How to measure your jump height & peak power

There are devices out there like jump mats or a vertex which measure your jump height but you can simply use  a wall.  Stand sideways agaisnt the wall and make a mark on it by reaching as high as you can without getting up on your toes.  Next perform a stationary jump where you are only allowed to bend your legs and jump. Measure the distance between the highest mark you can make and your reach height in order to calculate your vertical jump height.

Once you know your jump height weight yourself and put these numbers into the following equation known as the Harman formula.

Peak power (W) = (61.9 x jump height (cm)) + (36.0 x body mass (kg)) + 1,822

*Take note that weight is in centimeters and body mass is in kilograms – the world of science operates with the metric system.

**Take your body weight in pounds (lbs) and divide it by 2.2 to get your weight in kilograms (kg).
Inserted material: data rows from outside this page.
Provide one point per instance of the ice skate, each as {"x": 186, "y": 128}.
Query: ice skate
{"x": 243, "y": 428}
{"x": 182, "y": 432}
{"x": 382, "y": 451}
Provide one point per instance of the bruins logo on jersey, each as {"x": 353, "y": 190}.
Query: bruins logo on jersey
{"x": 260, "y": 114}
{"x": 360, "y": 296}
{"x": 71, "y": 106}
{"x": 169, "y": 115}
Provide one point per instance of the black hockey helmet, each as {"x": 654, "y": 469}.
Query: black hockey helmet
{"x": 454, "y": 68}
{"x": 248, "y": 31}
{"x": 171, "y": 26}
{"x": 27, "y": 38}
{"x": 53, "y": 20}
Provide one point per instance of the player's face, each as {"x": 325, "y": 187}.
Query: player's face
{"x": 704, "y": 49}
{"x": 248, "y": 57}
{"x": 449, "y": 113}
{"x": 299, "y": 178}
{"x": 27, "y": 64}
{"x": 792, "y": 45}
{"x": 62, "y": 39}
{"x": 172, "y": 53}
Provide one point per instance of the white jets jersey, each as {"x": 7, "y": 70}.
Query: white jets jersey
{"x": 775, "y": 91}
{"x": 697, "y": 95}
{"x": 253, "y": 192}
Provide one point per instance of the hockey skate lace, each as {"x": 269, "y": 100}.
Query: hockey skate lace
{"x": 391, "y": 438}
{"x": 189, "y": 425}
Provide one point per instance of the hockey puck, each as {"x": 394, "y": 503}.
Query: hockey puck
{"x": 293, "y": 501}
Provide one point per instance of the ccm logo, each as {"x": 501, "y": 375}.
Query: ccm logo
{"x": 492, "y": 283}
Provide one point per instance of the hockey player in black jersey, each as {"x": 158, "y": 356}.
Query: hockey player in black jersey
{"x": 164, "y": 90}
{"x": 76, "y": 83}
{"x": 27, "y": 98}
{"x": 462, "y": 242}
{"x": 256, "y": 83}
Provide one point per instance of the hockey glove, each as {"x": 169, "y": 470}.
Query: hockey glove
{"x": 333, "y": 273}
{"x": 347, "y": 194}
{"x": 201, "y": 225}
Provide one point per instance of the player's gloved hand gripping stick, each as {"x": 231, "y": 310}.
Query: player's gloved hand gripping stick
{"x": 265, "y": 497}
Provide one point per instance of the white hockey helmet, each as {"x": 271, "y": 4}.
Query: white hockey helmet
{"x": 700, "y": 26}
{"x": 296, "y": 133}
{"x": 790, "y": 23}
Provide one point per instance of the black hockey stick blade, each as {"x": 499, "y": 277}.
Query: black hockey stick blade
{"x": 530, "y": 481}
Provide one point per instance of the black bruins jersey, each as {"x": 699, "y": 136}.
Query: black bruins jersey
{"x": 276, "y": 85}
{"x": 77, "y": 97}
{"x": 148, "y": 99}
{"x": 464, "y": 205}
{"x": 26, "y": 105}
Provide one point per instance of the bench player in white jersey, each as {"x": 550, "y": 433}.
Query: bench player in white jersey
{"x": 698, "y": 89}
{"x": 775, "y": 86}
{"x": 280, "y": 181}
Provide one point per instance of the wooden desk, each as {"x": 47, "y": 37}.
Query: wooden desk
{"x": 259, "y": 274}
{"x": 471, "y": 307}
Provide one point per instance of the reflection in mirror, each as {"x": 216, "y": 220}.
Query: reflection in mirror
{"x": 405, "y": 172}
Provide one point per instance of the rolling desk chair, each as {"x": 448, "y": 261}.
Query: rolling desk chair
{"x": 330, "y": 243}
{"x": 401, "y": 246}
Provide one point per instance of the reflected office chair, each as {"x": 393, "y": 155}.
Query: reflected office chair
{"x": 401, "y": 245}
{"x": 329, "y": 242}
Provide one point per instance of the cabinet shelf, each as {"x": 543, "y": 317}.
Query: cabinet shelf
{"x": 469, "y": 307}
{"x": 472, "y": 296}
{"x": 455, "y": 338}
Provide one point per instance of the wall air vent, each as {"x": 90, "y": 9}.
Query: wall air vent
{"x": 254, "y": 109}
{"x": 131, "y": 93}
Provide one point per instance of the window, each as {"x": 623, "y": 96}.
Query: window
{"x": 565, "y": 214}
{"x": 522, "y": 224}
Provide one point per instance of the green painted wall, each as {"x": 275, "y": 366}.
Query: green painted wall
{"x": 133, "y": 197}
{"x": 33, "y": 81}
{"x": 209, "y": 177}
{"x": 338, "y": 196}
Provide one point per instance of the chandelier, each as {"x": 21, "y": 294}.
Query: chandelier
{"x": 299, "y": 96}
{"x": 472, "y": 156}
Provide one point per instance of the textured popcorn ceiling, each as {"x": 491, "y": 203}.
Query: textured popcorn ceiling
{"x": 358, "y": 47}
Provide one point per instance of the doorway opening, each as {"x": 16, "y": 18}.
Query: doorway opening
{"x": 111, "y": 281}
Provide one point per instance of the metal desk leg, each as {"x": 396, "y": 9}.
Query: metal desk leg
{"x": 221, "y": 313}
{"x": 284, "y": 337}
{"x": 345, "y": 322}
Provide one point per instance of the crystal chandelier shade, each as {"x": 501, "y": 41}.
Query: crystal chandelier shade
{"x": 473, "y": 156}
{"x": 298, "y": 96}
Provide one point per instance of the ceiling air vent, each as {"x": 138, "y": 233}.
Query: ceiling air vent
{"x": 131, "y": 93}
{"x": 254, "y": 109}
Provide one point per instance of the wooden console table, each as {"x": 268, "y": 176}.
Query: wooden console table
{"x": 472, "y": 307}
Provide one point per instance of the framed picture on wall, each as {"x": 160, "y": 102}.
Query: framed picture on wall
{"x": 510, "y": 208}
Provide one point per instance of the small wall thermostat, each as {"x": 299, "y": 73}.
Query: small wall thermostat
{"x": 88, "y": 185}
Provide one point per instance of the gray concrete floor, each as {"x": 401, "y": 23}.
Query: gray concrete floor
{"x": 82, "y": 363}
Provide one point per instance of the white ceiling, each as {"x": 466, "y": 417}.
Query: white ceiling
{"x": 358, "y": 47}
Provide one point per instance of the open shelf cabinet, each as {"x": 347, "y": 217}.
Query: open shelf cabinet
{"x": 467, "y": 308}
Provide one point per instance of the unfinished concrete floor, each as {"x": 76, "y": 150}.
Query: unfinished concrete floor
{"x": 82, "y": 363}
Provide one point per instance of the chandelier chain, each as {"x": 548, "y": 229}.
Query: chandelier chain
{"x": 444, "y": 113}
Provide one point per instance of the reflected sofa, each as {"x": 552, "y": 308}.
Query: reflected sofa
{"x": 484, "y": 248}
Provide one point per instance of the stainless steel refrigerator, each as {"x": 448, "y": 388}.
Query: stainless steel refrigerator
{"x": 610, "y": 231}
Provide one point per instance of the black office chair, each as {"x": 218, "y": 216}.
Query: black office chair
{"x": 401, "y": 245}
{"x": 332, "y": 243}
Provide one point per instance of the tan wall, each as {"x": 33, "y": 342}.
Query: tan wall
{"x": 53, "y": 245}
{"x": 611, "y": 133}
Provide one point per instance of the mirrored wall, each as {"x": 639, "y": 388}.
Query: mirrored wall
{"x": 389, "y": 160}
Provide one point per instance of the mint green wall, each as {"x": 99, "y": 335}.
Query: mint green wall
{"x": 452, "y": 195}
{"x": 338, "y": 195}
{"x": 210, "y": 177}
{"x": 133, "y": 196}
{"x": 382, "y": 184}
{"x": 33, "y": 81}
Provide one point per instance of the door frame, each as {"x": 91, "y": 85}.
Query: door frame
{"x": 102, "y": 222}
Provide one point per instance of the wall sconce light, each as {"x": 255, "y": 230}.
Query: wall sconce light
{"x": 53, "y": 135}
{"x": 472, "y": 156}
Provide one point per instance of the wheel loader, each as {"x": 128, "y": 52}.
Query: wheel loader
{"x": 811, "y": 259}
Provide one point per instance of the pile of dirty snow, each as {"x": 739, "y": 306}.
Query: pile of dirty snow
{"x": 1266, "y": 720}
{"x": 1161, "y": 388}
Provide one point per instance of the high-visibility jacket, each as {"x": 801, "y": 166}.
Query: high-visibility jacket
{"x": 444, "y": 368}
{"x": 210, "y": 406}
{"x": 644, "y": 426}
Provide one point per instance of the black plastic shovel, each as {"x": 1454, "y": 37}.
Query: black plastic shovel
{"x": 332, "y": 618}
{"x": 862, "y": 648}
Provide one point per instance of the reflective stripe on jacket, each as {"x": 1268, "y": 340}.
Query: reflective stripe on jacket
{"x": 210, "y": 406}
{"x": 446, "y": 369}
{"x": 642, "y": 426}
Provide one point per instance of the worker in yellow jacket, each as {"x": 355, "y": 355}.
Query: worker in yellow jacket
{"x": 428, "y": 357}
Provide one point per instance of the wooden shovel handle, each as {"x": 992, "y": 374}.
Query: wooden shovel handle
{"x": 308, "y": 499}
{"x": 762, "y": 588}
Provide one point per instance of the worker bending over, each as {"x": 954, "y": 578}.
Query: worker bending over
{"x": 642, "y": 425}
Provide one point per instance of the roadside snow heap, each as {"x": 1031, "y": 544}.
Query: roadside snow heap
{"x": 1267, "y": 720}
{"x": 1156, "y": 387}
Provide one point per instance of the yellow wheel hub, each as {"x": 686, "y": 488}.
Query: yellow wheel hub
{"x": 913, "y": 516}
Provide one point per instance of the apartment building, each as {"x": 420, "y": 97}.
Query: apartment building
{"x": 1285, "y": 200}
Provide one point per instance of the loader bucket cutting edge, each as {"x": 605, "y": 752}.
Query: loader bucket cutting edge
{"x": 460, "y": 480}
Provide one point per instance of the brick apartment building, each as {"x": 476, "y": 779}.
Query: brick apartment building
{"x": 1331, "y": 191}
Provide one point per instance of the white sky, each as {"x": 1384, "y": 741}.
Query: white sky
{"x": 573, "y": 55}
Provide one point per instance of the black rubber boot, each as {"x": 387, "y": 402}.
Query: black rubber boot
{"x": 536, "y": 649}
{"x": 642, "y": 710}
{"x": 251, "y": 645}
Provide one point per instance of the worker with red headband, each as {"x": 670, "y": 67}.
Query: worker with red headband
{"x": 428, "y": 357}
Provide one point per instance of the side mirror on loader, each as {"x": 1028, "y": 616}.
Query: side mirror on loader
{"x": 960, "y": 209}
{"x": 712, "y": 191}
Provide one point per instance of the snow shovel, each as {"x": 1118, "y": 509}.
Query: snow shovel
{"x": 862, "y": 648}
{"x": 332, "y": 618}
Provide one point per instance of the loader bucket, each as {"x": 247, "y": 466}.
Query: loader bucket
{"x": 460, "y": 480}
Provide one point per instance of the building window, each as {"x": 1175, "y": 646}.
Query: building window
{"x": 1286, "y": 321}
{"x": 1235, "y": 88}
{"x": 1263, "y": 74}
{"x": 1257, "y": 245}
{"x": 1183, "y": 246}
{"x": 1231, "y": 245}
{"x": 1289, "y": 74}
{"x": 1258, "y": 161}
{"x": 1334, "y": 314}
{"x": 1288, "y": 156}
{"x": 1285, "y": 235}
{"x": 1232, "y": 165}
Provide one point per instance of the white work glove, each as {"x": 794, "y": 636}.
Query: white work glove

***Take your jump height in inches (in) and multiply by 2.54 to get your jump height in centimeters (cm).

Geeky Details

All of the numbers from the “Pro” players came from a study that got their numbers from the Tigers, Rangers, Mets and Reds organization – reference 2.  In case you actually check out this study you will see that the peak power numbers are different from what they listed.  I calculated the peak power based off the mean average of the weight and jump heights while the actual authors were able to calculate the individual peak power for each athlete then determine the mean average of the group.  Their numbers were actually higher.

The stats from the NCAA, NAIA and High School players came from reference 3.


  2. EFFECT OF AGE ON ANTHROPOMETRIC AND PHYSICAL PERFORMANCE MEASURES IN PROFESSIONAL BASEBALL PLAYERS.  Gerald T. Mangine, Jay R. Hoffman, Maren S. Fragala, Jose Vazquez, Matthew C. Krause, Javair Gillett, Napoleon Pichardo.
  3. Baseball Athletic Test: A Baseball-Specific Test Battery.  Frank J. Spaniol, EdD, CSCS*D


  1. jeff kallman

    jumping , twists and weighted sand tube hip snaps) I find to be the things that our pitchers do that is different from others around our town. Before we even start drills for mechanics- we do kareoki with emphasis on dominant hip to snap, then we do left to right s over a ditch, followed by jumping using plant foot for distance and heighth, followed by a trash can jump with blocks for every jump cleared we add a block. After that we do twists- left foot only twist, then right foot, then a left right combo, followed by a 360 twists- the goal of each is to achieve as many rotations as you can before landing. example on 360 twists the maximum rotations that have been achieved are 2.2 rotations- what you find is those that have that type of rotation tend to have higher velo than the others of the same age. and it creates a little compettion amongst the boys as well. we are big believers in jumping here. I have 4th graders throwing in the mid 50’s, 5th graderes in mid upper 60’s, 8th graders in mid 70’s, 9th graders in high 70’s and low 80’s , soph in high 80’s etc. without arm, shoulder issues becasue it is all focused on lower body with proper arm mechanics and timing. A+ legs with C- arm in the later innings is what we say. so I like your work. it gives me confidence to keep doing what we are doing. Thanks

    • Graeme Lehman

      These are all great ideas. I have also been doing some of these types of 360 jumps which my youngers guys like doing. I think that the combination of these types of “special” strength drills coupled with a great foundation of traditional strength are what really makes the difference. I know of some gyms that just focus on one or the other and as a result don’t get the desired results.

      Keep up the good work.
      Graeme Lehman

  2. Brendan

    Hi Graeme,
    I just read the post about jumping ability and strength. So what would you recommend for z baseball player? Anything different than your recommendations on the “accelerate the game” post? (Squats, Deadlifts, Bulgarian Split Squats, RDL’s and Hip Thrusts)

    • Graeme Lehman

      These exercises are the foundation for building a better vertical leap. Once appropriate levels of strength are in place the use of plyometrics can add inches to an athletes vertical jump.